Following those with health risks will likely be the rest of the elderly population, other essential workers who are unable to perform their job at home, the homeless, and those in prisons.

Prisoners should be high on the list to receive the coronavirus vaccine, according to the American Medical Association (AMA), because prisons became Covid-19 hotspots during the pandemic. These hotspots formed for a variety of reasons, including locations being overcrowded with inmates and the facilities utilising shared areas like cells and bathrooms – resulting in the fast spread of the virus once it entered a prison.

The AMA said incarcerated people should "be prioritised in receiving access to safe, effective Covid-19 vaccines in the initial phases of distribution." But that move, depending on the individual state, could face political backlash.

Young adults could be next in line to receive the coronavirus vaccine behind an estimated 144 million Americans, according to The New York Times, and young children will then follow if the treatment is approved for their age group.

Reasoning behind vaccinating young adults ahead of other groups is because those aged 18 to 30 are more likely to spread the novel virus by displaying little to no symptoms. Also the vaccination would allow for those in school environments to return to a more normal education setting.

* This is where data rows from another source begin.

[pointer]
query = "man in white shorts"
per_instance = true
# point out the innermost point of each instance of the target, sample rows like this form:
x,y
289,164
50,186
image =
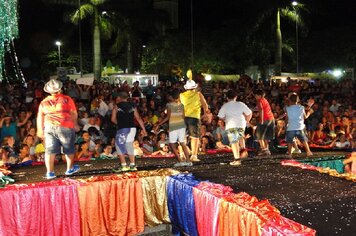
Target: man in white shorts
x,y
236,115
175,116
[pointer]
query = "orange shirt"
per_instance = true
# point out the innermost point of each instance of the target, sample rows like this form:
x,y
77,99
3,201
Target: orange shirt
x,y
56,109
265,109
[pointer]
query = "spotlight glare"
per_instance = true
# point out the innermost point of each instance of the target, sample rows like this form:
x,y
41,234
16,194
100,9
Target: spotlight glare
x,y
208,77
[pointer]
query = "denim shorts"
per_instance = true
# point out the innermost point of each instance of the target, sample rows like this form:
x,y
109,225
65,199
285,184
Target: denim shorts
x,y
265,131
193,126
235,134
59,140
124,141
291,134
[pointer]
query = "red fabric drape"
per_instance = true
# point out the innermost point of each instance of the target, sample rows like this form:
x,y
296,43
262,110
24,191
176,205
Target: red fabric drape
x,y
49,208
111,207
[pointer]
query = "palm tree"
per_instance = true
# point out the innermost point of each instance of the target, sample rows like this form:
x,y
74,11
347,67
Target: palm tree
x,y
136,22
291,14
277,9
101,27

The rest of essential workers could follow behind young adults, but it would be essential workers who are able to perform a majority of their tasks from home instead of in a work environment.

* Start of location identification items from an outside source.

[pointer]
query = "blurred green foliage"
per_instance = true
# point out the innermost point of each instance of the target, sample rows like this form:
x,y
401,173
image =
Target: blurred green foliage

Then the rest of the population, which largely involves healthy and younger adults, will be the last in line to receive the vaccine.

Keep in mind, the vaccine distribution remains fluid and alters weekly state by states. Due to recent rollout issues, states could turn to age over profession to give out the vaccine in order to simplify the process. This would alter when someone would receive the vaccine compared to earlier predictions.

But most Americans will not have the opportunity to receive a coronavirus vaccine until the late spring 2021 or in the summer months, depending on if other pharmaceutical companies receive emergency use authorisation from the FDA. The success of manufacturing and distributing the vaccines will also play a part in determining how swiftly the vast majority of the American public will have access to the jab. 

President Joe Biden announced in January that his administration purchased an additional 200 million vaccine doses from Pfizer and Moderna, which would be available by the summer months. Based on the estimated stockpile, Mr Biden said at least 300 million Americans could be vaccinated by fall 2021.